Question

A rock is dropped from the top of a vertical cliff and takes 3.00 s to reach the ground below the cliff. A second rock is thrown vertically from the cliff, and it takes this rock 2.00 s to reach the ground below the cliff from the time it is released.
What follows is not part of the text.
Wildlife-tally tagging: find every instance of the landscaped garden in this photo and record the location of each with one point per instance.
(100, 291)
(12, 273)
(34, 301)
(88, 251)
With what velocity was the second rock thrown, assuming no air resistance?

A) 12.3 m/s upward
B) 4.76 m/s downward
C) 4.76 m/s upward
D) 12.3 m/s downward
E) 5.51 m/s downward

Answer 1

D) 12.3 m/s downward

Step-by-step explanation:

We use the next free fall equation

`h=v_(0)t+(1)/(2)gt^2`

where
`h` is the height of the cliff,
`v_(0)` the initial velocity,
`g` the acceleration of gravity (
`g=9.81m/s^2`) and
`t` is time.

For the fist rock
`v_(0)=0` since the rock was dropped, and
`t=3s`, so we have:

`h=(0m/s)(3s)+(1)/(2)(9.81m/s^2)(3s)^2`

simplifying

`h=44.145m`

the height of the cliff is 44.145m

Now, about the second rock we know that is the same height and now the time es
`t=2s`, and we need to find
`v_(0)`

From the fist equation

`h=v_(0)t+(1)/(2)gt^2`

we clear for
`v_(0)`

`v_(0)t=h-(1)/(2) gt^2\\v_(0)=(h)/(t) -(1)/(2) gt`

and substitute known values

`v_(0)=(44.145m)/(2s) -(1)/(2) (9.81m/s^2)(2s)`

`v_(0)=22.07m/s -9.81m/s`

`v_(0)=12.26m/s` wich rounds up to
`v_(0)=12.3m/s`

the direction is downward because the rock is thrown so that it falls through the cliff.